Уже через месяц Гленну не нужно было удерживать Росса во время припадков – он заранее чувствовал их приближение и всегда держал в кармане конфеты, чтобы поднять ему уровень сахара в крови. Гленн представлял всех приходящих в организацию «Новые перспективы» женщине с помутившимся рассудком, потому что видел, с каким удовольствием она демонстрирует свою память на дни рождения. Однажды он подошел к собирателю бутылок Бобби и сказал ему:
– У меня есть для тебя подарок, дружище, но ты должен оказать мне одну услугу.
– Какую, Гленн?
– Я хочу забрать твою шапку.
Бобби отшатнулся. Он каждый день надевал свою старую и грязную шапку и не собирался ее отдавать.
– Бобби, я достал тебе совершенно новую шапку, видишь, на ней еще этикетка.
Гленн показал ему ярко-рыжую охотничью шапку с надписью на этикетке «Головные уборы Грэхема». Бобби схватил ее и сразу поднес к носу – у него была привычка все нюхать. Затем отвернулся, медленно снял с себя старую шапку и протянул ее за своей спиной Гленну. Когда он снова повернулся, на голове у него красовалась рыжая шапка, а на лице сияла улыбка.
– Мы два года пытались уговорить его сменить эту старую шапку! – изумленно сказала женщина, которая наняла Гленна на работу. – Он никому ее не отдавал!
Устроившись на новую работу, Гленн стал реже бывать на встречах разведенных мужей. По вечерам он стал выступать с оркестром в дансинге «Игле» и в других музыкальных клубах города. Когда открылся концертный зал рок-н-ролла «Стом и Норман», Гленн не только играл с оркестром, но и принес бочонок пива и помогал его осушить. Официального открытия не было, как и рекламы и вывески на здании, на дорогах не было стрелок, указывающих путь к маленькому городку, но каким-то образом на вечер приехали более ста пятидесяти человек. В зале не было кондиционера, не хватало туалетных комнат, а стулья были одолжены у похоронного бюро – о чем свидетельствовали надписи на спинках, – но вся атмосфера была пронизана прошлым.
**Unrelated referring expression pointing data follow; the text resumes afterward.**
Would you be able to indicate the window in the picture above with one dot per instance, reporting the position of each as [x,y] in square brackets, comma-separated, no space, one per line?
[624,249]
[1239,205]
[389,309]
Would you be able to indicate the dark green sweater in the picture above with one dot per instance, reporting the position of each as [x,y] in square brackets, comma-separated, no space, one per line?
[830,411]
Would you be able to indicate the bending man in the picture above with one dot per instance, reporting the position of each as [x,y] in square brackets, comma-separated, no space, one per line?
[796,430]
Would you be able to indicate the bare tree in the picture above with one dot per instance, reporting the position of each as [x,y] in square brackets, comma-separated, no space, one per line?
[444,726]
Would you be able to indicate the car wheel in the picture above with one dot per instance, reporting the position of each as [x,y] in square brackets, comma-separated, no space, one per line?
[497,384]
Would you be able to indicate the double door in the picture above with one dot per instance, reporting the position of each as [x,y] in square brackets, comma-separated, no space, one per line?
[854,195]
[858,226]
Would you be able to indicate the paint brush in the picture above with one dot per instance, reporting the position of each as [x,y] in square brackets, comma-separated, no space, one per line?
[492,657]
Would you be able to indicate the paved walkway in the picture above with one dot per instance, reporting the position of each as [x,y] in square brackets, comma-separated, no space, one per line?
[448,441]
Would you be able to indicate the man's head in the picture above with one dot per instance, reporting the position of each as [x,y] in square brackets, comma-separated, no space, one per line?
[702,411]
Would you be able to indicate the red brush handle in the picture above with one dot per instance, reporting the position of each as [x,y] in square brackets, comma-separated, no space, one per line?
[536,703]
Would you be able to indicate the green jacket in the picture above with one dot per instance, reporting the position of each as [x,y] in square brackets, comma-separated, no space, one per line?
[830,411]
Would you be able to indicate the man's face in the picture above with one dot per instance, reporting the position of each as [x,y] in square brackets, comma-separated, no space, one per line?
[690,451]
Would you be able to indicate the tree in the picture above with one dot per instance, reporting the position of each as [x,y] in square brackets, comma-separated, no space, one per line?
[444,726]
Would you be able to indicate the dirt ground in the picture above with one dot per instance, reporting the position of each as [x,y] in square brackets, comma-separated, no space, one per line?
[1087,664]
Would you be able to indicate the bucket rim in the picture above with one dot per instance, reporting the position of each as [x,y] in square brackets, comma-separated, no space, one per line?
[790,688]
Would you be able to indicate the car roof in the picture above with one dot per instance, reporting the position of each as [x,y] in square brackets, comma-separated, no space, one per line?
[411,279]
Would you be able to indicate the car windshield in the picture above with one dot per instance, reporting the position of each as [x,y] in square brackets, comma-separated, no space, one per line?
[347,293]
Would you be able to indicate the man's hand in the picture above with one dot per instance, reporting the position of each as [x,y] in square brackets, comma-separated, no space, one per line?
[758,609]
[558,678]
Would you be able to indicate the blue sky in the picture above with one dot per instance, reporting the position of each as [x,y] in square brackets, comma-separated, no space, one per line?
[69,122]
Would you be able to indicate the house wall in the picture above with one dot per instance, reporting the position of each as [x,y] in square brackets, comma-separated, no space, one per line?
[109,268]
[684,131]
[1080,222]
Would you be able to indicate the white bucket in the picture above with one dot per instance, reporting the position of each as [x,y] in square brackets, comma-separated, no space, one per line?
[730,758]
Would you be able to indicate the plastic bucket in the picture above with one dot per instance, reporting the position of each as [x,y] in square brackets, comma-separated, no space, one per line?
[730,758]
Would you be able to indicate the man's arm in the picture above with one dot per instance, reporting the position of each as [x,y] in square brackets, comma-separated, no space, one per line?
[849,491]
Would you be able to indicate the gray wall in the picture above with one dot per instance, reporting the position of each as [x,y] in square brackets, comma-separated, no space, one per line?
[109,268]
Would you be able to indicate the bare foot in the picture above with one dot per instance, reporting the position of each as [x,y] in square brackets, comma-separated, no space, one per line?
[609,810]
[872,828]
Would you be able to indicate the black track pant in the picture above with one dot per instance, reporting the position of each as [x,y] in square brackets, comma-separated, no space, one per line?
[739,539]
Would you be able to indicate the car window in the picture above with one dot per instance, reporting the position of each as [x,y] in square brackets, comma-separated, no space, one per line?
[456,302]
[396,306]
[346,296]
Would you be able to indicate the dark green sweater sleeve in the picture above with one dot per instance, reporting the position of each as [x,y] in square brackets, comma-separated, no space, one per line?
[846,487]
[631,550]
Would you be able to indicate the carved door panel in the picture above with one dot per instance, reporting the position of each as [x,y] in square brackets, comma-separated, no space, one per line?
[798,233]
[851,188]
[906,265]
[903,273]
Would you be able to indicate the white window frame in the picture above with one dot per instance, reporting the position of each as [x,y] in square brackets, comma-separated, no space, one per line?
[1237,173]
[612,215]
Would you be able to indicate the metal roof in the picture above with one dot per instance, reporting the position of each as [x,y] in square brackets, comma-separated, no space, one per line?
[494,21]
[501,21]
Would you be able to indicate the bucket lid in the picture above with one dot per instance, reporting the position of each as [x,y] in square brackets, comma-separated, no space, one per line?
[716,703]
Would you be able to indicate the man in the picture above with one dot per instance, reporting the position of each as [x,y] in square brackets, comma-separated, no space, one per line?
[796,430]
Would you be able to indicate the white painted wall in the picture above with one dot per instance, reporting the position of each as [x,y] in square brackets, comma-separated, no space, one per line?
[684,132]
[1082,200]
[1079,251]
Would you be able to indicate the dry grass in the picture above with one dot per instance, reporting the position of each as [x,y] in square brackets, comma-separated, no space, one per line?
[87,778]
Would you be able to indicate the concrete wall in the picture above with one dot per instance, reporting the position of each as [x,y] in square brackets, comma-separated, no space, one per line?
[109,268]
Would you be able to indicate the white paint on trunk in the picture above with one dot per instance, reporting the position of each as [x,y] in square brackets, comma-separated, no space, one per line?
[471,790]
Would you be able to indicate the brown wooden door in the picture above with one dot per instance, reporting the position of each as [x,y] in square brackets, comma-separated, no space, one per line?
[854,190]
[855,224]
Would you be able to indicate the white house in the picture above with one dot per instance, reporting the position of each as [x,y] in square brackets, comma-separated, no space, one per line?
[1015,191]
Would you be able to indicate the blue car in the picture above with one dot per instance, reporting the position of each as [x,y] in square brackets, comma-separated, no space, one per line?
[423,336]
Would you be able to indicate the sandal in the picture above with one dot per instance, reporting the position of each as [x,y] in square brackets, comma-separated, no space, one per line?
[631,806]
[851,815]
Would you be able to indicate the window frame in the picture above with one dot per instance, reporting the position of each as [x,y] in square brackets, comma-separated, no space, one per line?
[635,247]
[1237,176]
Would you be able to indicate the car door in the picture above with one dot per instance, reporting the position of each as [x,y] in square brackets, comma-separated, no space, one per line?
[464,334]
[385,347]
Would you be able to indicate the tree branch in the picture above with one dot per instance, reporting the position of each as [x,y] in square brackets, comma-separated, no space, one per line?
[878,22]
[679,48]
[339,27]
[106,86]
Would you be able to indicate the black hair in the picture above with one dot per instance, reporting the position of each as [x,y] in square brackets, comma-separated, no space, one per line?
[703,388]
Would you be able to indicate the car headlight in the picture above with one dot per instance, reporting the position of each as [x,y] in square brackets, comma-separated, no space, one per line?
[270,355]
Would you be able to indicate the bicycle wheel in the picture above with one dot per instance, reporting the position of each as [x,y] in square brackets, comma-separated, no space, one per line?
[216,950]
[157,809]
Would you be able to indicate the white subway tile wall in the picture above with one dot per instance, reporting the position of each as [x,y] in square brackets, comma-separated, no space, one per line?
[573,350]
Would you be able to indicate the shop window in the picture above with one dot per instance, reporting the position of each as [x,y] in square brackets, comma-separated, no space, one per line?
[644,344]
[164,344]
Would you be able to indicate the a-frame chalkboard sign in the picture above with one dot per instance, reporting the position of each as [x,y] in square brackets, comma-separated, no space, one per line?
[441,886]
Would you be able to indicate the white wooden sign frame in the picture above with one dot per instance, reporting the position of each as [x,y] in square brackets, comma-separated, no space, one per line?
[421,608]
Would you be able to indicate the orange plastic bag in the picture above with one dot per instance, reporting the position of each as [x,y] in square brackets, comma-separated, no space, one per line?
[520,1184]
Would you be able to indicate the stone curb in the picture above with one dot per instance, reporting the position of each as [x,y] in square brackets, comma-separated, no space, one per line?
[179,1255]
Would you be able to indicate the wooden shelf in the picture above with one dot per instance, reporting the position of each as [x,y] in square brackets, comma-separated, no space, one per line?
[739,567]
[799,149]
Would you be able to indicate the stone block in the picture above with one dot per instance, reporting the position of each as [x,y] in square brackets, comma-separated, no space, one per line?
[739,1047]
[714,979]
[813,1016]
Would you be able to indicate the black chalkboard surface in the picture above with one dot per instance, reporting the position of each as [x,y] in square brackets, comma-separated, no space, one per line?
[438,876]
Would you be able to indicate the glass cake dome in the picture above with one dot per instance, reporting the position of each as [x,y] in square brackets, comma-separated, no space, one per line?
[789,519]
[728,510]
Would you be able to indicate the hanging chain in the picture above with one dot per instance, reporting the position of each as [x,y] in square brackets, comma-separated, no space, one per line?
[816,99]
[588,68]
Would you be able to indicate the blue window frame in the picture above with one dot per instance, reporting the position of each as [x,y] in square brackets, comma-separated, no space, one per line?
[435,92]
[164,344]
Можно было бы сказать, что наконец-то, после долгих лет тяжелой работы и разочарований, жизнь Гленна наладилась. У него были Расти, мать, дочь Дженни, уже старшеклассница, друзья и музыка. Он делал важное дело для людей, которых любил. Раз в месяц, когда дансинг «Стом и Норман» был открыт, он работал в нем: прочищал туалеты, стоял за стойкой бара, «кормил цыплят» – образное выражение, означающее разбрызгивание по полу не прилипающей к ногам мастики. Через некоторое время он заметил, что многие женщины сумели уговорить мужей посетить дансинг, но не всем удавалось упросить их потанцевать с ними. Поэтому он взял на себя дополнительное занятие: стал партнером на один танец для расстроенных жен из Айовы или Небраски – высокий привлекательный джентльмен кружил их в танце, давая возможность почувствовать себя счастливыми. Хотя, сказать по правде, он едва замечал их лица. Для него танец был еще одним способом получить удовольствие от музыки, помочь незнакомому человеку и провести время. Гленн Альбертсон любил танцевать – он уже забыл, как это приятно, – но для него танцевальный зал, несмотря на яркие огни, оставался однотонно серым.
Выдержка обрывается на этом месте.